Second, most of these studies were small. Although this isn’t a death knell, it means that the evidence should be treated with caution. In other words, probabilities can update, just not a lot.
This makes intuitive sense: if you get 999 heads on 1,000 coin flips, you’d be pretty sure the coin was rigged. If you got two heads on three flips, you’d be a lot less sure. The studies suggesting the smoker’s paradox had sample sizes in the teens to hundreds. The British study disproving it had 421,000.
Finally, and most subtly, the smoker’s paradox studies asked a different question than they should have. They asked: “Of people currently in the hospital, how many smoke?” This is different from: “Compared with non-smokers, how likely are smokers in the population to be hospitalised?”
The first question looks at people who have already been admitted and have survived long enough to be studied. In other words, just like in Bertand’s coin boxes, admission has already happened, and there are many reasons that smokers weren’t included in that group. Maybe they died faster than non-smokers, so weren’t available to be counted. Maybe they were discharged to hospice at a different rate. The British study, on the other hand, studied the entire population, taking away this bias.

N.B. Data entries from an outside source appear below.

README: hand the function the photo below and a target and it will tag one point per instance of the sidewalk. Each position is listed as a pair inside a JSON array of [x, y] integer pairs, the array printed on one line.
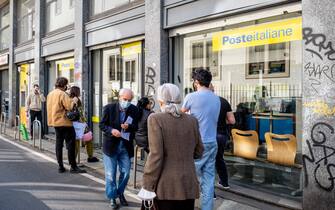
[[232, 201]]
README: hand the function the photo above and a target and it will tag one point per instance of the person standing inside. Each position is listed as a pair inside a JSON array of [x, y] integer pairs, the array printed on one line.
[[226, 116], [75, 92], [141, 135], [204, 105], [174, 142], [58, 103], [34, 107], [118, 124]]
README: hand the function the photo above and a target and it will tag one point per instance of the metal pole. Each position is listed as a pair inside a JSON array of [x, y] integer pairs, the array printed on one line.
[[135, 165], [38, 124], [3, 122], [78, 155], [17, 127]]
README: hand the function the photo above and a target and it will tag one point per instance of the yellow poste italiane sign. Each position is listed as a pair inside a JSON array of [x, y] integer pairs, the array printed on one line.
[[262, 34], [131, 48], [66, 65]]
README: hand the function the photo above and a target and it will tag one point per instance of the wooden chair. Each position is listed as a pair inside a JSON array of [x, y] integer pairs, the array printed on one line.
[[281, 149], [245, 143]]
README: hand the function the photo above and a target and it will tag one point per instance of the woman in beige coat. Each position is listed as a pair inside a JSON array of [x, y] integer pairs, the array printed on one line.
[[174, 142]]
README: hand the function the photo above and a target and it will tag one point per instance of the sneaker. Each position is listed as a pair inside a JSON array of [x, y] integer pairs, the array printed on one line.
[[61, 169], [123, 200], [92, 160], [77, 170], [113, 204], [224, 186]]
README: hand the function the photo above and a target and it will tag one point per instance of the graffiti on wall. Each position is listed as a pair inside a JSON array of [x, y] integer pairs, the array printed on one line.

I’d argue, then, that science didn’t get the smoker’s paradox wrong. It was an interesting finding that led to a widely reported extraordinary claim. And if COVID teaches us nothing else, it should teach us to hold extraordinary claims – about smoking, vitamin D, zinc, bleach, gargling iodine, or nebulising hydrogen peroxide – to high standards.
Science moves slowly. Extraordinary claims do not. To paraphrase Jonathan Swift, they fly along, while evidence comes limping after them.